There are urban areas of England where no one lives within a 15-minute walk of nature, government data shows, as ministers scramble to meet their access to nature targets.
While the data shows 80% of people live within walking distance of green or blue spaces such as a river, park or woodland, it also reveals a disparity between rural and poorer urban areas.
Everyone will have to have access to green or blue space under the government’s environmental improvement plan, published at the end of last year.
Sounds like their fix is ‘tear down some buildings to put more parks in towns’ but it is also solved by introducing more trams, metro trains, and better bus services, allowing people to travel to nature spots. And also mitigating the huge lack of mobility people face in english towns.
Surely it’s worse in rural areas as it’s all farmland?
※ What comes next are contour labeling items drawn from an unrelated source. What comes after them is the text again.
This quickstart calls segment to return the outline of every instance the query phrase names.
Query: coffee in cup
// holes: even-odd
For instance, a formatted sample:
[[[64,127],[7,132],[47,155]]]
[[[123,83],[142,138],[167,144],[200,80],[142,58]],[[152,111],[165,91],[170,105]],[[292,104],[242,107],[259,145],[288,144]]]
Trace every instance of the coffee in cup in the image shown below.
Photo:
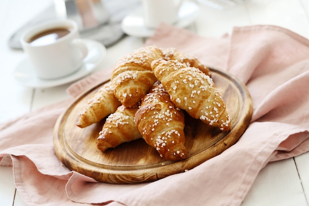
[[[69,29],[56,28],[43,31],[32,37],[28,42],[32,45],[40,46],[55,42],[57,40],[69,34]]]
[[[44,79],[69,75],[80,68],[88,50],[70,20],[43,23],[22,35],[20,41],[38,76]]]

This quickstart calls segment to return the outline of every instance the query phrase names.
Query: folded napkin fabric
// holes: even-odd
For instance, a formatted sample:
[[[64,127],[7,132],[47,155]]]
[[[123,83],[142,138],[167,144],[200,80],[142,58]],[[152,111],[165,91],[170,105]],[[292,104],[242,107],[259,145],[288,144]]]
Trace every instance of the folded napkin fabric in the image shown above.
[[[0,165],[12,165],[27,205],[239,206],[268,163],[309,151],[309,41],[272,26],[209,38],[162,24],[146,42],[153,44],[193,55],[246,84],[253,115],[239,141],[188,172],[151,183],[107,184],[70,171],[53,151],[53,126],[74,97],[110,78],[111,68],[73,84],[72,99],[0,127]]]

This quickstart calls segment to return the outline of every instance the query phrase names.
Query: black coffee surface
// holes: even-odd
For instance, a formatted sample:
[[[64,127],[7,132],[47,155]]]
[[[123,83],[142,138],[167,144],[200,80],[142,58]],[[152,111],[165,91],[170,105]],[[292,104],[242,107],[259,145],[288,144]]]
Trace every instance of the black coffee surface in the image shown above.
[[[67,28],[58,28],[40,32],[34,36],[28,41],[33,45],[42,45],[54,42],[57,40],[70,33]]]

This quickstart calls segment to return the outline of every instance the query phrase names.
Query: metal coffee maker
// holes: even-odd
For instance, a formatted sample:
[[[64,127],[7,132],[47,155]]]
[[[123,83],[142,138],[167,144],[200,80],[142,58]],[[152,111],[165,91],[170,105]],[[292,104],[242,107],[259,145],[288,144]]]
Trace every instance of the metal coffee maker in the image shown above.
[[[110,15],[102,0],[54,0],[56,16],[76,21],[80,32],[106,23]]]
[[[50,20],[68,18],[77,23],[81,38],[109,46],[123,36],[122,20],[140,5],[140,0],[54,0],[50,6],[14,33],[8,44],[12,48],[21,49],[20,36],[29,27]]]

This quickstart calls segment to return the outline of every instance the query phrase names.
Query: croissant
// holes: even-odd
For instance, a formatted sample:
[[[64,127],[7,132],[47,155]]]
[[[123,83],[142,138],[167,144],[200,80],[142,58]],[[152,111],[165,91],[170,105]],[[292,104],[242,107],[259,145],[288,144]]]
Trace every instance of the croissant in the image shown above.
[[[79,113],[77,125],[81,128],[100,121],[116,111],[121,105],[114,94],[111,82],[102,86],[87,102],[87,105]]]
[[[205,75],[211,77],[209,68],[203,65],[193,56],[185,54],[173,47],[161,48],[163,55],[163,58],[165,60],[177,60],[186,64],[187,67],[195,67],[203,72]]]
[[[161,157],[173,161],[187,158],[184,113],[170,101],[160,83],[155,83],[143,98],[135,121],[146,142]]]
[[[104,152],[124,142],[142,137],[134,122],[138,107],[125,107],[121,105],[106,119],[96,143],[97,147]]]
[[[140,48],[123,56],[115,65],[111,78],[115,96],[125,107],[137,106],[157,79],[151,62],[162,58],[155,46]]]
[[[231,129],[225,103],[209,76],[177,60],[158,59],[151,66],[176,107],[222,131]]]

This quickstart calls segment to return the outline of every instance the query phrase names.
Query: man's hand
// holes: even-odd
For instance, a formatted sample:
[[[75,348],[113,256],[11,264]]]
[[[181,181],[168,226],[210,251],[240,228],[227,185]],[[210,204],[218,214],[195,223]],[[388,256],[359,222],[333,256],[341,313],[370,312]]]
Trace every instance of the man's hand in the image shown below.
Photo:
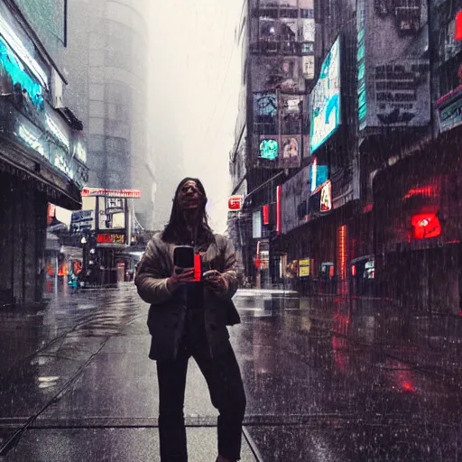
[[[217,270],[204,273],[203,279],[205,283],[216,292],[224,293],[227,291],[228,283],[226,279]]]
[[[177,270],[182,273],[177,273]],[[185,282],[195,282],[194,268],[173,268],[173,274],[167,280],[167,288],[171,292],[175,291],[180,284]]]

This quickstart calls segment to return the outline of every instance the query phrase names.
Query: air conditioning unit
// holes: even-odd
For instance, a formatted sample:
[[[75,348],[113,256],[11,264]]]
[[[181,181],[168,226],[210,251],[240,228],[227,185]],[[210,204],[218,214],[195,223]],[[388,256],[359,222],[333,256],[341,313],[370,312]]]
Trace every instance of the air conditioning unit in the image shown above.
[[[51,69],[51,100],[55,109],[64,107],[64,82],[55,69]]]

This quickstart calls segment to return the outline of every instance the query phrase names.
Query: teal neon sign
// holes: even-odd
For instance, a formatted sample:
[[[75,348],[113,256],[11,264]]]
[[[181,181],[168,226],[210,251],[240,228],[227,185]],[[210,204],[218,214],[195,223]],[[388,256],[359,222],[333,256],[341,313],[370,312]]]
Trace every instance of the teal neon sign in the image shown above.
[[[27,91],[33,106],[44,110],[43,87],[32,78],[5,39],[0,36],[0,65],[11,77],[13,85],[19,84]]]

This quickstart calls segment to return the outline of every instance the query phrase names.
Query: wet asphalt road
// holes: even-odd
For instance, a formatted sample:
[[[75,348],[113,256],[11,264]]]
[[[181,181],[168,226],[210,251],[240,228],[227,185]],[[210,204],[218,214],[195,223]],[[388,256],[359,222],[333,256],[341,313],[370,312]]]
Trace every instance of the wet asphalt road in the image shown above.
[[[375,303],[275,297],[235,298],[243,461],[462,460],[461,356],[426,348],[445,332],[403,328]],[[0,312],[0,459],[159,460],[146,314],[132,284]],[[214,461],[217,411],[192,360],[185,414],[189,460]]]

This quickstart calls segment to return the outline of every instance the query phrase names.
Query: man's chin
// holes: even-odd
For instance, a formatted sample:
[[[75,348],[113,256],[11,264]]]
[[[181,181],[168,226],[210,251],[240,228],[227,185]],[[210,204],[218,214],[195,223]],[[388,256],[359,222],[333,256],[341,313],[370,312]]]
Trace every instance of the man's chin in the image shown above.
[[[185,204],[183,206],[183,208],[185,210],[195,210],[195,209],[199,208],[199,204]]]

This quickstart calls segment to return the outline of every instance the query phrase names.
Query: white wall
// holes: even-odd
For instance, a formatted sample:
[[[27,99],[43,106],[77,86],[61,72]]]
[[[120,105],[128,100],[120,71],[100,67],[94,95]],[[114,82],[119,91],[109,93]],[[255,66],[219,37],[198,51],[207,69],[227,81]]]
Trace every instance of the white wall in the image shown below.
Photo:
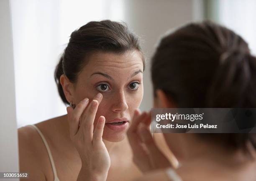
[[[198,3],[198,1],[196,1]],[[194,20],[194,3],[191,0],[125,1],[125,20],[129,27],[144,40],[143,48],[147,61],[146,70],[143,74],[144,96],[140,107],[142,111],[148,111],[153,106],[150,58],[154,53],[157,42],[161,35],[170,28]],[[198,6],[196,7],[198,8]],[[200,12],[197,12],[196,17],[198,19]]]
[[[0,172],[19,170],[10,15],[9,0],[0,0]]]

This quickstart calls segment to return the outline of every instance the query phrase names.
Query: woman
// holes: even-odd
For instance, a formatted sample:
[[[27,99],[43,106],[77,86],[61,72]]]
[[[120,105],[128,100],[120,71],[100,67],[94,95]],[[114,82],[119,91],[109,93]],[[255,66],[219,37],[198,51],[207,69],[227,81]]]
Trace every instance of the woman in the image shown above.
[[[18,129],[26,180],[141,175],[125,133],[143,97],[144,68],[138,39],[123,25],[91,22],[74,31],[55,72],[61,98],[72,106],[68,114]]]
[[[240,36],[210,22],[163,38],[151,70],[155,108],[256,107],[256,58]],[[174,171],[159,153],[150,123],[136,111],[128,131],[133,150],[144,153],[134,155],[136,164],[151,171],[137,181],[256,180],[255,133],[164,134],[179,163]]]

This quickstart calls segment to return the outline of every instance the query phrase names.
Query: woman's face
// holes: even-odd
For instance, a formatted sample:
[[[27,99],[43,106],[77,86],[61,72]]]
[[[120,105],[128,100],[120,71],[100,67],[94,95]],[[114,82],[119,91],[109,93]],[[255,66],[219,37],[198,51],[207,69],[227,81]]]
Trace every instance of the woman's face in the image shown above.
[[[98,52],[89,58],[79,75],[73,102],[85,98],[91,101],[98,93],[103,95],[94,123],[105,118],[102,138],[112,142],[123,140],[136,108],[143,97],[143,63],[137,50],[124,53]],[[120,120],[128,121],[118,125]],[[115,122],[115,123],[110,123]]]

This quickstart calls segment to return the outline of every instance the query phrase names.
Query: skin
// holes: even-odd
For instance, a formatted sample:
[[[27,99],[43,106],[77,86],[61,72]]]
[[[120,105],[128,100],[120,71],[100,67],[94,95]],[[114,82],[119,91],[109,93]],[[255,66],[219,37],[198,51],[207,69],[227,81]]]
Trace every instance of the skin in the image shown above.
[[[157,90],[156,95],[154,101],[155,108],[177,107],[161,90]],[[134,119],[130,129],[134,126],[136,119],[143,120],[143,113],[136,114],[137,118]],[[162,162],[164,163],[164,158],[155,146],[156,143],[152,139],[147,121],[144,119],[135,127],[139,130],[138,136],[142,138],[142,143],[150,152],[151,159],[156,161],[154,162],[155,166],[150,172],[134,181],[169,181],[165,168],[157,166],[157,161],[161,160]],[[129,134],[130,129],[128,135],[130,140],[131,136]],[[255,180],[256,152],[250,143],[247,145],[252,158],[245,155],[241,149],[228,148],[212,141],[206,142],[195,134],[166,133],[164,136],[169,148],[181,165],[177,169],[172,168],[184,181]],[[177,142],[179,144],[177,144]],[[136,144],[133,143],[133,149],[136,148]],[[141,169],[144,168],[143,163],[146,161],[141,160],[136,164]],[[167,166],[172,166],[167,164],[166,167]]]
[[[140,106],[143,97],[141,53],[136,50],[123,54],[98,52],[88,60],[76,83],[61,75],[60,82],[67,99],[77,105],[88,98],[89,107],[92,99],[96,99],[96,95],[100,92],[102,97],[99,101],[95,121],[92,121],[94,128],[101,116],[104,116],[106,123],[116,118],[125,117],[131,124],[134,110]],[[91,76],[96,72],[108,74],[112,79],[98,74]],[[132,75],[134,76],[131,77]],[[133,82],[140,83],[136,90],[129,88]],[[100,83],[107,84],[109,91],[104,92],[97,89]],[[67,115],[36,124],[49,145],[58,176],[61,181],[77,180],[82,165],[80,152],[70,138],[69,124]],[[125,181],[141,175],[132,161],[132,150],[126,137],[127,130],[118,132],[105,126],[103,128],[102,141],[111,160],[106,180]],[[30,180],[54,180],[47,151],[37,131],[27,126],[19,128],[18,133],[20,171],[30,174]]]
At least towns have parks
I have lived in 7+ rural places. All of them have had some combination of nature reserves, forestry commission woodland, recreation grounds, open access land, walkable riverbanks and, of course, the usual footpaths and bridleway network within 15 mins walk.
I really don’t know how common that is but it has always been my experience.
I suppose that is probably true, but then most urban areas will also have places too. I guess just finding areas where you can’t walk somewhere within 15 mins only means that there is somewhere in the UK that applies to. But it could be rather rare.
whats the point, we’ve already eliminated the wildlife.